Faith is a part of life. It is believing a certain outcome will occur from a certain action. It is believing in effect following cause. Even those who know enough to doubt the veracity of cause and effect still live as if it were true. Faith can be a funny thing.
They sit in chairs without even thinking about their beliefs about chairs. Though I would hazard that most people have had at least one chair failure in their life, yet they still tend to sit as if there could be no doubt that the chair will chair and hold them up from the ground.
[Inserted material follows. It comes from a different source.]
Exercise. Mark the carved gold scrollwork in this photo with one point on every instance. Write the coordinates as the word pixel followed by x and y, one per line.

They choose to believe and act this way because life would be very difficult to manage without fundamental assumptions and beliefs. Such faith, such belief, is practical. It makes life work. We just don't have time to test every chair upon which we might sit. We can't afford the time and expense of seeing every chair certified and regularly tested to insure our safety.
What defines the cut-off? After all, we don't regularly trust ourselves to cars because they are absolutely safe. Accidents happen all of the time, yet we run that risk just to go to the mall, even when we don't really need anything. We get out on the road sometimes just for the experience of driving, even though there is some probability that we won't survive the adventure.
I recall a television program which featured a woman who could make herself drive after an accident, but would only make right turns. She would plot her whole journey to insure that she could make right turns all of the way to her destination and back. This behavior seems psychotic to most of us, and by definition it is. However, is it that much more crazy than the rest of us running the risk just to get a loaf of bread?
Faith, by whatever degree, is still faith. Trust me.